Elizabeth Pitts went back further in a bid to add fuel to the fire. She claimed that in 1673, she had bought a goose from Diver and was then ill for four months after she ate it - imagine how long Pitts had stewed about that goose, and the sweet taste of revenge. Francis Beale decided to give Pitts a run for her money and told authorities that in 1669, a full decade before Cutting's claim, she had refused to give Anne some beer on a hot summer's day and then, when she drank the alcohol herself, had fallen sick for three weeks.

But all the above witnesses were outclassed by the memory of Susan Major, who rummaged in the attic of time to bring out a story that was 20 years old and involved Diver going to her master's house to beg some meat for her father. Before the meat could be brought out to her, Diver changed her mind and claimed she was too proud to take it: a week later, Susan fell ill, losing her sight and the ability to speak and suffering from stranger fits.

Keith Parry's Blog: The Diary of One Who Disappeared, adds further flesh to the bones and yet another example of contradiction in the case of suspected witchcraft, in this case, repelling witchcraft with counter-magic. "When Thomas Cutting believed that Anne Diver had bewitched one of his master's cows he threw a horseshoe with seven nail holes into the fire," he writes. "Elizabeth Pitts made an almost instant recovery from her bewitchment when she threw thatch from above the door of Anne Diver's house into the fire.

"Daniel Jecks, another of Diver's 'victims', chose another popular measure and went to a cunning man to seek help."

By the time that Anne was accused, accused witches in Britain spent a year in prison for a minor offence and faced death for a second -within 50 years, the same crimes would be dealt with the same penalties given to vagrants and con artists.

Across the Channel, however, the witch-hunting fever was burning out of control.
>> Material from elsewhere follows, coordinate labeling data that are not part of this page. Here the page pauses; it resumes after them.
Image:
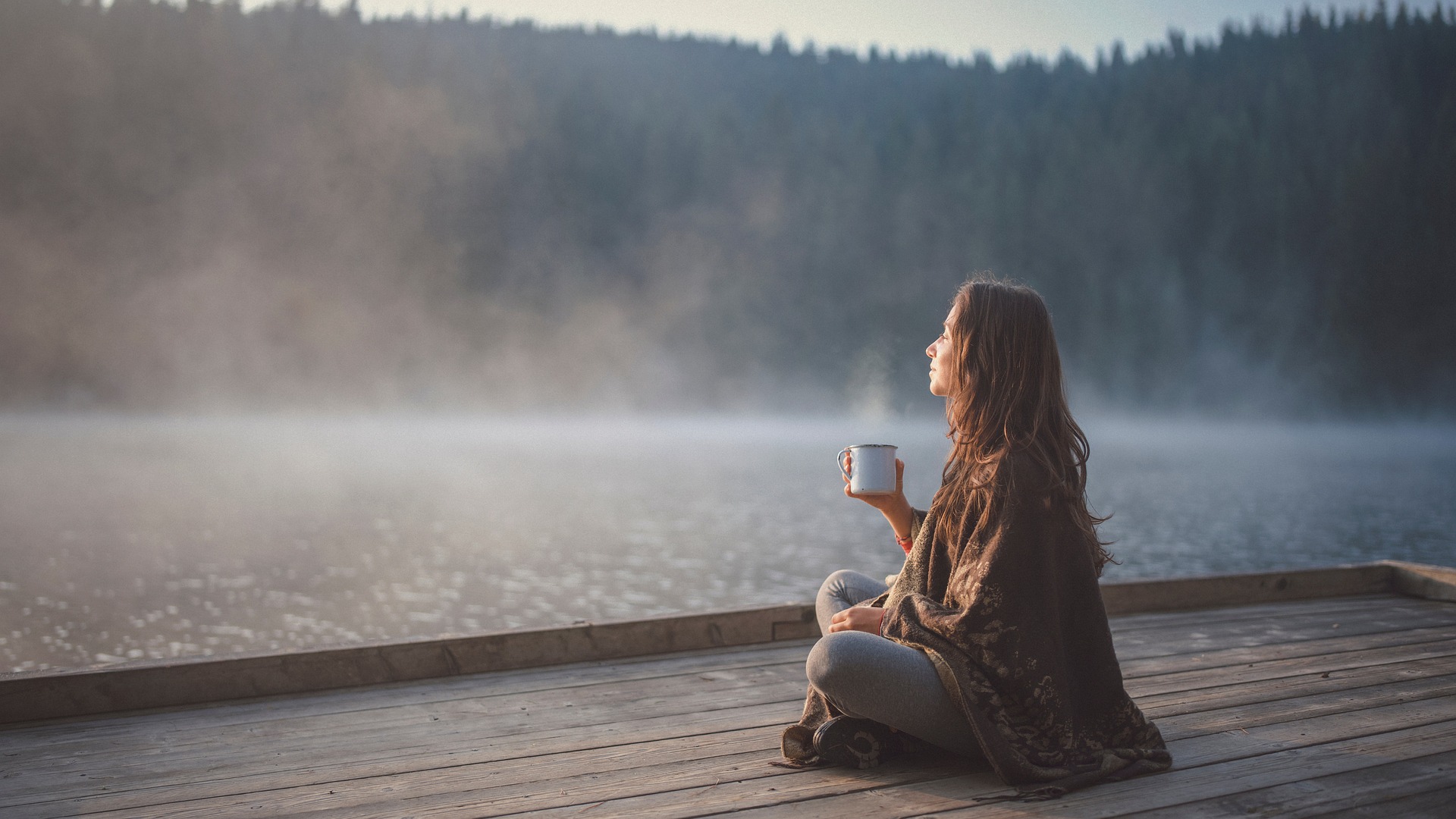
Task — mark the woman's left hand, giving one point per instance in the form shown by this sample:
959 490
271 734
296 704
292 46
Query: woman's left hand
858 618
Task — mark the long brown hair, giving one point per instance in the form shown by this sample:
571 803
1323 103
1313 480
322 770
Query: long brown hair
1008 397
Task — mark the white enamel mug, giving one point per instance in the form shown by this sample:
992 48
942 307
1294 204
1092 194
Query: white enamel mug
873 468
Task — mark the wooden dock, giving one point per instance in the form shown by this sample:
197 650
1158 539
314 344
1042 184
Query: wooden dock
1293 694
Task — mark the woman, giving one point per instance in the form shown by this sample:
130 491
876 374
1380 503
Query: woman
992 642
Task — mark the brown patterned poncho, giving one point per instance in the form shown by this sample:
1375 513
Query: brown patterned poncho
1014 621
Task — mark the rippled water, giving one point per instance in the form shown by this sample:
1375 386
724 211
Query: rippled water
127 538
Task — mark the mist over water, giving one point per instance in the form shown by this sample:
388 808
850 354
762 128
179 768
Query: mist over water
130 538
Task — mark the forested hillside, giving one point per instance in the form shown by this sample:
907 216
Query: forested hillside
297 209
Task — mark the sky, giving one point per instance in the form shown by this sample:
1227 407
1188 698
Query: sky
956 28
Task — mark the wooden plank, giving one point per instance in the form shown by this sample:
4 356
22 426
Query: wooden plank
469 687
1241 589
281 767
1183 723
1272 763
1423 580
1184 681
1216 634
1282 689
603 701
1239 656
1376 784
551 781
36 695
740 795
1430 805
1261 611
302 742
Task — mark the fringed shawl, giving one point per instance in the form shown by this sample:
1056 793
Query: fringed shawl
1014 621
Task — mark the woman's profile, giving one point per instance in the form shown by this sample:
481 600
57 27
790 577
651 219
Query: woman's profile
992 642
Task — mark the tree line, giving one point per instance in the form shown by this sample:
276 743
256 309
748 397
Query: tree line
296 207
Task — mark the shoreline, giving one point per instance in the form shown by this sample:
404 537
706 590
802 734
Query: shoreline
180 682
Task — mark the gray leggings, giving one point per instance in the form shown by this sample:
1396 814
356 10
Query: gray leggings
880 679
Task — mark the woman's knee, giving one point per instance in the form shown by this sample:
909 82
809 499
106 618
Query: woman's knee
836 583
840 659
In the same year that Anne was accused, the Liechtenstein witch trials began and around 100 people were killed over a three-year period and in France, Peronne Goguillon - an alleged French witch - and her accomplices were burned at the stake for witchcraft.

As for Anne, the trail runs cold after the accusations she faced in court, leading to hope that she lived to annoy her neighbours for some time to come.